17 Healthcare Cybersecurity Best Practices
Healthcare entities need to develop an organization-wide framework for managing data in a secure way. Once a framework has been established, it should be reviewed frequently in compliance with HIPAA and to make sure it aligns with contemporary cybersecurity best practices to put your organization in the best position to detect and prevent data breaches.
The American Health Information Management Association (AHIMA), a professional association for health professionals involved in health information management, recently released 17 steps to creating a plan for cybersecurity attacks. They are listed below:
- Conduct a risk analysis of all applications and systems. Any and all information, applications and systems stored by your healthcare organization could be compromised and must be addressed by your cybersecurity risk assessment.
- Recognize record retention as a cybersecurity issue.
- Patch vulnerable systems.
- Deploy advanced security endpoint solutions that provide more effective protections than standard antivirus tools.
- Encrypt any work stations, laptops, smartphones, tablets, and portable media and backup tapes.
- Improve identity and access management. Policies to achieve this could include password standards, locking users out of systems after failed login attempts, using two factor authentication, restricting concurrent logins, implementing time-of-day restrictions and education.
- Refine web filtering (block bad traffic).
- Implement mobile device management.
- Develop an incident response capability. You can do this by creating cybersecurity attack plans, educating a data breach plan and conducting drills.
- Monitor audit logs to selected systems (you could outsource this task).
- Leverage existing security tools like Intrusion Prevention/Detection Systems.
- Evaluate current and potential business associates (per the HIPAA Security Rule).
- Improve tools and conduct an internal phishing campaign to teach employees what “red flags” are in emails.
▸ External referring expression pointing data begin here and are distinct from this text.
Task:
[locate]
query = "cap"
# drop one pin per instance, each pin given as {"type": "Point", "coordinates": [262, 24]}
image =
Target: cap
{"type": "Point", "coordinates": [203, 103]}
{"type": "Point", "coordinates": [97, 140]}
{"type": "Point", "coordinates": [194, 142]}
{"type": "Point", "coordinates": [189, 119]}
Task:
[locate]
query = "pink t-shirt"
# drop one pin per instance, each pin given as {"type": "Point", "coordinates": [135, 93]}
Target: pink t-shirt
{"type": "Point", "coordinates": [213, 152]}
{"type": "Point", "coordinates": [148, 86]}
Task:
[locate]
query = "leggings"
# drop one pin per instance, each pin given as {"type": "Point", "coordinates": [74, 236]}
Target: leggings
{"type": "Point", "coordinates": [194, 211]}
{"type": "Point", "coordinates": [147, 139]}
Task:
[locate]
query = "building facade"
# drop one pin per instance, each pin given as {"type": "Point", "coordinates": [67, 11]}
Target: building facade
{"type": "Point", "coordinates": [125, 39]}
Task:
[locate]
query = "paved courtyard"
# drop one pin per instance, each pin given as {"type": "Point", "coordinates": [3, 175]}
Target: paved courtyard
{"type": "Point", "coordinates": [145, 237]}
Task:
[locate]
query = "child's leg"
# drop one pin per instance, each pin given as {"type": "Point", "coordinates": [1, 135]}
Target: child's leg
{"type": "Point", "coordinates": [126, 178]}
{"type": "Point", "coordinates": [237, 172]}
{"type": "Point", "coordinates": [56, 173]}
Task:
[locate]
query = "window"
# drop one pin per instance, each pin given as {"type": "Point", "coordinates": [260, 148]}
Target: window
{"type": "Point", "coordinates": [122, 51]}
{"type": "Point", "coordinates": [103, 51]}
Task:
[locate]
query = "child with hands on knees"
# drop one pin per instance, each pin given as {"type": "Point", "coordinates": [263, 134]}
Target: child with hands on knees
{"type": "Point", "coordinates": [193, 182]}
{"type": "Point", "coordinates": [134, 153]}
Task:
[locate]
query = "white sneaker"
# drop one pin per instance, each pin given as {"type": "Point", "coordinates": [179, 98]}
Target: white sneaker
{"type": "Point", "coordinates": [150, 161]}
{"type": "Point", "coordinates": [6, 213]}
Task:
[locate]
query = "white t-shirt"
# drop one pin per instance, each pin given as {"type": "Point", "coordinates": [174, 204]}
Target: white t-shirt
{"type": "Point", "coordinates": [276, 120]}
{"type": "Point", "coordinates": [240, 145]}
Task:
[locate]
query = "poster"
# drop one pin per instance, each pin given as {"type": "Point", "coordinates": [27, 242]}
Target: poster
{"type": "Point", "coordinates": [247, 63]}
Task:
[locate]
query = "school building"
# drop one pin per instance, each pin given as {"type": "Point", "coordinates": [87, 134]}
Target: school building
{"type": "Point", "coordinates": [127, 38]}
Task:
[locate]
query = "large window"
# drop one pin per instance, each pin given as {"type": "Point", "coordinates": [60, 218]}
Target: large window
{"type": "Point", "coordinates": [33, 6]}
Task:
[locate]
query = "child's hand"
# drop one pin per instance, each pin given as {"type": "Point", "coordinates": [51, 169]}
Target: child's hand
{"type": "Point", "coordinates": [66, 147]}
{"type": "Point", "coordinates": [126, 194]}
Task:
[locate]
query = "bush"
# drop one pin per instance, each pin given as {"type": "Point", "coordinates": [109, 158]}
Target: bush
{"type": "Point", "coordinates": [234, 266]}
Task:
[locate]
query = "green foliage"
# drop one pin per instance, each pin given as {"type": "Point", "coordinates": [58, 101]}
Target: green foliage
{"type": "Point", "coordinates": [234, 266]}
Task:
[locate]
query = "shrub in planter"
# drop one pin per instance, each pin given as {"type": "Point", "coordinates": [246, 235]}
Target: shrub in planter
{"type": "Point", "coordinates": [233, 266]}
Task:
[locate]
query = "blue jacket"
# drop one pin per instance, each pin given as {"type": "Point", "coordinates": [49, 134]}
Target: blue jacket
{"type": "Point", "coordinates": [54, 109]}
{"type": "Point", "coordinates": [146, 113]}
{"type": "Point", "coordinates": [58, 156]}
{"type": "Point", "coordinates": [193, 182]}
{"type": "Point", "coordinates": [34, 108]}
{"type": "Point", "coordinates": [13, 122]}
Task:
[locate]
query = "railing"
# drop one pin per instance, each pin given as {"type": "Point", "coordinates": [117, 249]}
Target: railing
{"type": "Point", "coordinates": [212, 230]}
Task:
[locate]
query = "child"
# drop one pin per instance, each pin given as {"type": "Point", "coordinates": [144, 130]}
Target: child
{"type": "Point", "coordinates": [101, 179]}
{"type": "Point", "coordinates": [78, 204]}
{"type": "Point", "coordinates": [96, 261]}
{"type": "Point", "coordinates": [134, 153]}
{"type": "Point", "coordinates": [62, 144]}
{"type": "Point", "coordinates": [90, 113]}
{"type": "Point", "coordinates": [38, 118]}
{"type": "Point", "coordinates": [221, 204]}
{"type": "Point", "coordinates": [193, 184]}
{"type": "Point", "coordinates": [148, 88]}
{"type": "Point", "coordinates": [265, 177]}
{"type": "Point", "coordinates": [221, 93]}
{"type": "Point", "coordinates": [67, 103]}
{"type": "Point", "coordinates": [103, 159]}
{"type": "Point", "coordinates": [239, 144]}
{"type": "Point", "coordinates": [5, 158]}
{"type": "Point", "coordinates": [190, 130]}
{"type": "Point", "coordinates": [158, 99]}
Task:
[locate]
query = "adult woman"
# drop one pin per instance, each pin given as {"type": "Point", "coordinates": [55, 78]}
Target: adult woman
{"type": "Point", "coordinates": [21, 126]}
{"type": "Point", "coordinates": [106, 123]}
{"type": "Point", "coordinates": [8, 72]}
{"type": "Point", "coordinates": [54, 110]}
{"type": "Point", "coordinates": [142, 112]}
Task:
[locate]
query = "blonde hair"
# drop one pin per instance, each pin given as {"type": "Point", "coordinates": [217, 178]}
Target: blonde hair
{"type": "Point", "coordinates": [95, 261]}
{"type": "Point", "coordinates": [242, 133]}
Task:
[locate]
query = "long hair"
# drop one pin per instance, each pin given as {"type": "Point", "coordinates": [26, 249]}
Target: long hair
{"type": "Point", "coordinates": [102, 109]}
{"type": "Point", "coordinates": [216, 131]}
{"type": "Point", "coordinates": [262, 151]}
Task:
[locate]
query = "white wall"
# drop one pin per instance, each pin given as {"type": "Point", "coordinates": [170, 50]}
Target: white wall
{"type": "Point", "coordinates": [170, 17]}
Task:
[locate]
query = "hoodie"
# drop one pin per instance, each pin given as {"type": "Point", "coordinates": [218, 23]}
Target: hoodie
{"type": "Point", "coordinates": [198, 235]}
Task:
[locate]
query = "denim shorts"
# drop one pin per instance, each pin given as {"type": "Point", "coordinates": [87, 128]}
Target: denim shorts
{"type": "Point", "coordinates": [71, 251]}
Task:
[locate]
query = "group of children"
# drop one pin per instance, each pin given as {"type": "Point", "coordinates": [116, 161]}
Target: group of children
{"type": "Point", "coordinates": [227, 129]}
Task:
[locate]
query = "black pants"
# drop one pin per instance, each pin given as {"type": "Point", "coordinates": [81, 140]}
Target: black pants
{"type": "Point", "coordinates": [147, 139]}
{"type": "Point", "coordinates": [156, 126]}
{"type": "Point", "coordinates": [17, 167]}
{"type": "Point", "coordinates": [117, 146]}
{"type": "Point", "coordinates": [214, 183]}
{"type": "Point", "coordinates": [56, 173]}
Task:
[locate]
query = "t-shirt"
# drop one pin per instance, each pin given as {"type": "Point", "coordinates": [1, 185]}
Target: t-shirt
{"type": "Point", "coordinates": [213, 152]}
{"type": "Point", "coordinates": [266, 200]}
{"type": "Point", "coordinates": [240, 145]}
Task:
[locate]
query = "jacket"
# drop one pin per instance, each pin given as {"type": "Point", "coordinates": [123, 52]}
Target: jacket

- Have an outside cybersecurity firm execute technical and non-technical evaluations.
- Prepare a ‘State of the Union’ presentation with your healthcare entity’s cybersecurity leaders. You should be prepared to answer the following questions:
- Where are we compared to similar healthcare organizations?
- Who’s in charge of our cybersecurity program?
- How are we working to reduce the risk of a cybersecurity attack?
- How and when will the board be notified of a healthcare cybersecurity breach?
- Do we have cyber insurance?
16. Apply a ‘Defense is Depth’ strategy. Review access control protocols, evaluate security policies to make sure they incorporate current cybersecurity best practices, review audit logs regularly, consider your healthcare entity’s cybersecurity attack response capabilities and conduct desktop drills.
17. Detect and prevent intrusion. Monitor your hospital network for nefarious activities with anomaly detection or signature-based methods. Intrusion detection systems can make reports and give trends that could indicate a cybersecurity attack or breach.
Key Takeaways for Healthcare Cybersecurity Officials
Preventing healthcare cybersecurity breaches is hard work, but officials can start with the physical security frameworks already in place, then get into the weeds of specific cybersecurity best practices (the cybersecurity resources listed above are great places to start!).
Many recent data breaches and reports within the healthcare industry show the danger of not preparing for cybersecurity attacks. They also exposed the need for many healthcare organizations to take more proactive steps toward ensuring they’re ready to respond to a breach.
It takes significant time and resources to evaluate and patch vulnerabilities, so do yourself a favor and educate yourself with all the resources available to you!